To highlight the stakes involved, RAN released a report profiling KLK, one of the most notorious producers of Conflict Palm Oil, and a key supplier to Cargill. The report demanded Cargill meet or beat the progress of other traders and implement a responsible palm oil sourcing policy that blacklists any company that produces Conflict Palm Oil and engages in human rights and environmental abuses.

May 2014

In the biggest display of people power demanding responsible palm oil to date, RAN orchestrated a Global Day of Action to Cut Conflict Palm Oil in May of 2014. Thousands of people across the world participated in hundreds of actions to send a clear message to Cargill, PepsiCo and the Snack Food 20: The Power is #InYourPalm to eliminate Conflict Palm Oil, and the time to do it is now.

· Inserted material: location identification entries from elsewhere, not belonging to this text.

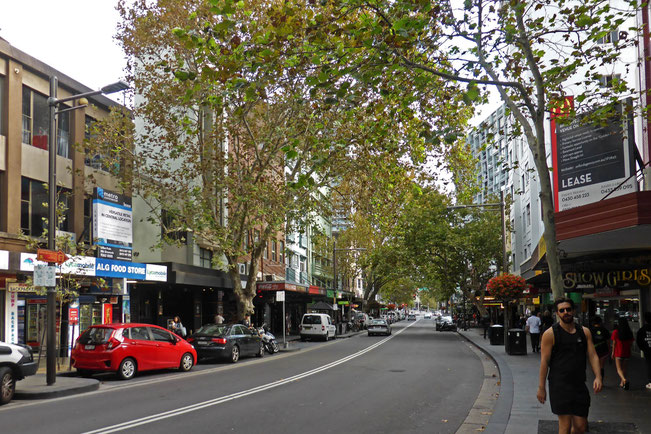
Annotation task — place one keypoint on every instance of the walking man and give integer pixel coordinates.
(564, 352)
(533, 327)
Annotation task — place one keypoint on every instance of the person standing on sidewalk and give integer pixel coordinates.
(564, 352)
(644, 342)
(533, 327)
(601, 339)
(622, 340)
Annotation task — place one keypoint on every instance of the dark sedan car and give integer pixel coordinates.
(379, 326)
(226, 341)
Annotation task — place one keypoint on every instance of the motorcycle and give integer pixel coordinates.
(268, 340)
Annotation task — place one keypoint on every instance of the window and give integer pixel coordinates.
(33, 207)
(161, 335)
(35, 119)
(608, 80)
(169, 227)
(205, 257)
(611, 37)
(87, 235)
(2, 104)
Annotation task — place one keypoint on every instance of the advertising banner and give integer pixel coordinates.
(591, 160)
(128, 270)
(112, 225)
(4, 260)
(11, 315)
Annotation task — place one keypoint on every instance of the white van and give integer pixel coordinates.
(317, 325)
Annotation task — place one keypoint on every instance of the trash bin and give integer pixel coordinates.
(517, 342)
(496, 334)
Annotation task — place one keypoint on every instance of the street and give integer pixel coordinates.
(417, 380)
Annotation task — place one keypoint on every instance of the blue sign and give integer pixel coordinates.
(123, 269)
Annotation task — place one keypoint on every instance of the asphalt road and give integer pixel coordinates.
(417, 380)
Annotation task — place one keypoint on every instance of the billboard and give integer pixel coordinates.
(591, 160)
(112, 225)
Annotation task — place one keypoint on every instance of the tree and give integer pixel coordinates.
(533, 53)
(241, 126)
(452, 249)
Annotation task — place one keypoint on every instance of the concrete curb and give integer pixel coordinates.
(35, 387)
(501, 411)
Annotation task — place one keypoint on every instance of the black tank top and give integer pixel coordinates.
(569, 355)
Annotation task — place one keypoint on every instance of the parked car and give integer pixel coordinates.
(226, 341)
(315, 325)
(16, 363)
(379, 326)
(444, 323)
(130, 348)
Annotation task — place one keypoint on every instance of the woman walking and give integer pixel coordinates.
(622, 339)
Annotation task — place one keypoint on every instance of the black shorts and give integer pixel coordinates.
(569, 398)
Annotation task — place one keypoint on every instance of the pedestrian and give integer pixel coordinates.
(644, 342)
(547, 321)
(533, 327)
(564, 351)
(177, 327)
(622, 340)
(601, 340)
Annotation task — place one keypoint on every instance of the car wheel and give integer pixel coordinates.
(260, 352)
(187, 362)
(235, 354)
(127, 369)
(84, 373)
(7, 384)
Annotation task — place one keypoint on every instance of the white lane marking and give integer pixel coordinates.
(201, 405)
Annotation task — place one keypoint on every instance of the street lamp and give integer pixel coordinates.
(505, 260)
(53, 104)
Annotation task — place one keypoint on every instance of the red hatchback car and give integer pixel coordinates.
(128, 348)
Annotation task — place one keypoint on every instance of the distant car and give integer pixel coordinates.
(317, 325)
(130, 348)
(16, 363)
(226, 341)
(379, 327)
(445, 323)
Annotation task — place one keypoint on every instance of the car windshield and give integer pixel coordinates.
(213, 330)
(96, 336)
(311, 319)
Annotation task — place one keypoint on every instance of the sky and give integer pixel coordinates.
(73, 36)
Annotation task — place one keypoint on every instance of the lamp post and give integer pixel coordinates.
(53, 104)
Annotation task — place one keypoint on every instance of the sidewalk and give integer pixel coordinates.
(613, 410)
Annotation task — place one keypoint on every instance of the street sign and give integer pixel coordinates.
(45, 255)
(45, 275)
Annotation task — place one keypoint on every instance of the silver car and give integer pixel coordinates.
(379, 327)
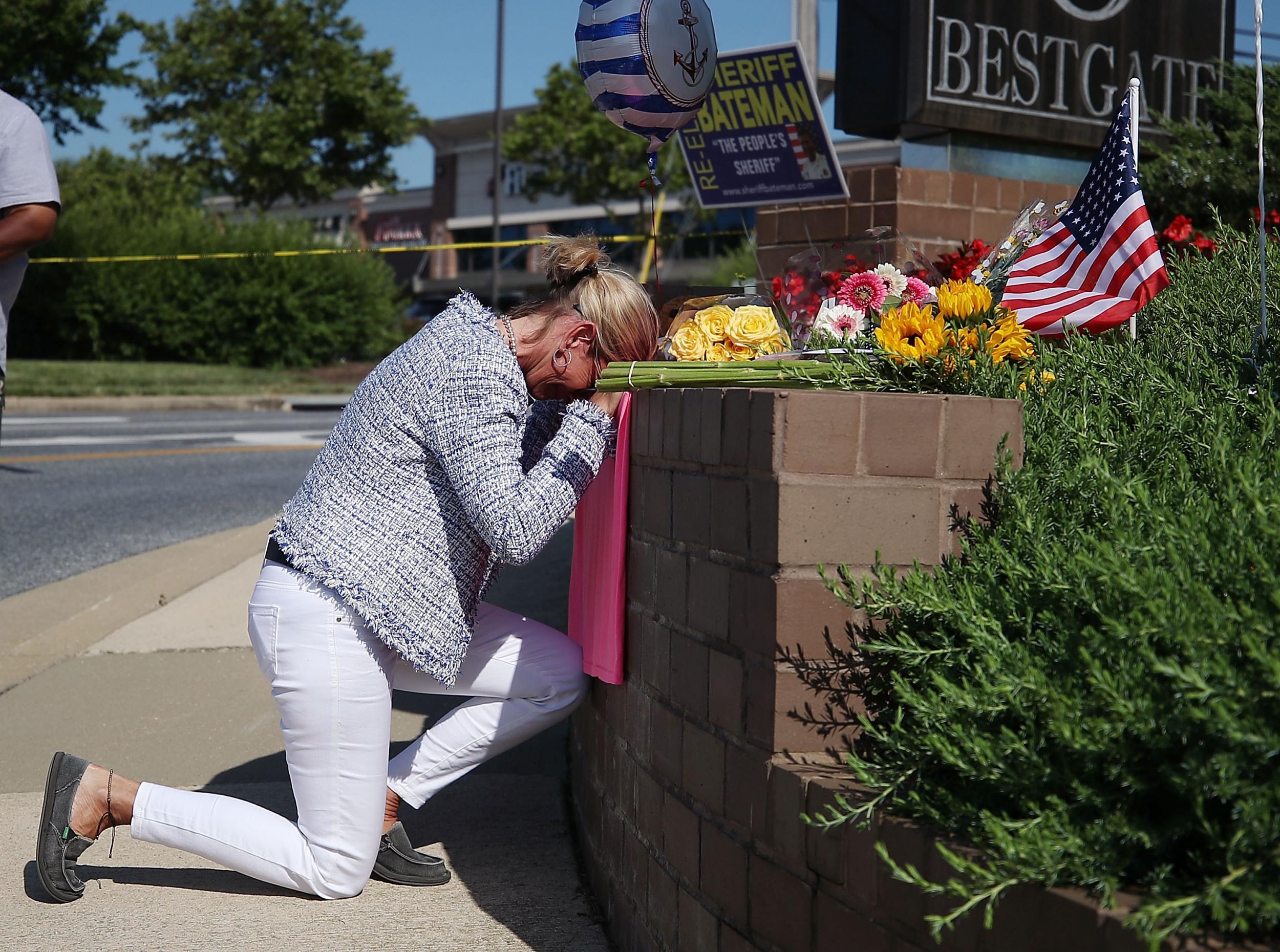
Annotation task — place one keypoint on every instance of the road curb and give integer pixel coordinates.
(47, 625)
(145, 405)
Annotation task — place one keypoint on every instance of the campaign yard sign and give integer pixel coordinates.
(759, 137)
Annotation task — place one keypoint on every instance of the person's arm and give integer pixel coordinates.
(25, 227)
(473, 424)
(544, 419)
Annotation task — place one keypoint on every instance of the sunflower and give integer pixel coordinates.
(963, 300)
(966, 338)
(1010, 339)
(912, 333)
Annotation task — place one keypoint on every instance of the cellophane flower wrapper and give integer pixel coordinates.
(815, 275)
(1028, 226)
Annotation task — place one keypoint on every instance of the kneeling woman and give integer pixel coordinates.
(438, 471)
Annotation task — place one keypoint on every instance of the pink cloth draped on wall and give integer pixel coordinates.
(598, 584)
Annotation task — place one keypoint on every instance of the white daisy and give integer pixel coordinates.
(841, 320)
(895, 282)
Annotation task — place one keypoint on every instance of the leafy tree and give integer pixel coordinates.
(577, 152)
(274, 98)
(57, 54)
(1217, 163)
(257, 310)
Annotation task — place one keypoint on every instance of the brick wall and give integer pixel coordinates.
(689, 780)
(937, 210)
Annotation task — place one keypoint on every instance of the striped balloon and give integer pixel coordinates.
(648, 64)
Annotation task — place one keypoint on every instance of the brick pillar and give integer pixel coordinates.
(688, 813)
(937, 210)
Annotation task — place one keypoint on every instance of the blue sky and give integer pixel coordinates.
(444, 50)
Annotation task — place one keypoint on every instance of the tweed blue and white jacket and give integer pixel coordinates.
(437, 471)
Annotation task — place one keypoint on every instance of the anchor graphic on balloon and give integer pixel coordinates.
(623, 55)
(690, 63)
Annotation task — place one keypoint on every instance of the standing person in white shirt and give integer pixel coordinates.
(29, 204)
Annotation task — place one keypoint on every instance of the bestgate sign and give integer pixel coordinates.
(761, 136)
(1050, 71)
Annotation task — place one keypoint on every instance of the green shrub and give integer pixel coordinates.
(1091, 691)
(263, 313)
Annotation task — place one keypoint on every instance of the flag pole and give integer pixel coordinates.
(1263, 200)
(1133, 141)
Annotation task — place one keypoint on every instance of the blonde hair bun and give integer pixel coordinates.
(570, 260)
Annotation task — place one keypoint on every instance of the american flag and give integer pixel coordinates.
(1100, 262)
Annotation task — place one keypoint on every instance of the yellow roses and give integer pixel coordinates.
(722, 333)
(689, 343)
(713, 320)
(752, 326)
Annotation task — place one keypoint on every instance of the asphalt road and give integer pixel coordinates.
(80, 492)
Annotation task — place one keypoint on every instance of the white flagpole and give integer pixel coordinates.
(1263, 200)
(1133, 141)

Cargill finally committed to take responsibility for its Conflict Palm Oil problem in the summer of 2014. Shortly thereafter, at the UN Climate Summit in NYC, Cargill issued a sweeping zero deforestation commitment that extended this pledge to all its commodities across its sprawling global operations. The 2030 deadline set is not ambitious enough to meet the urgency of the crisis and it is too soon to measure how earnestly Cargill is implementing this commitment down to the plantations where palm oil is grown.

But for the moment, it is well worth acknowledging that the years of work by supporters and activists like you has set a new global benchmark for what practices are acceptable in palm oil production, and the biggest companies in the world are feeling the heat to catch up to their peers and root out Conflict Palm Oil from their supply chains for good. RAN will be watching closely and continuing to expose suppliers who violate human rights, clear rainforests or develop on carbon rich peatlands.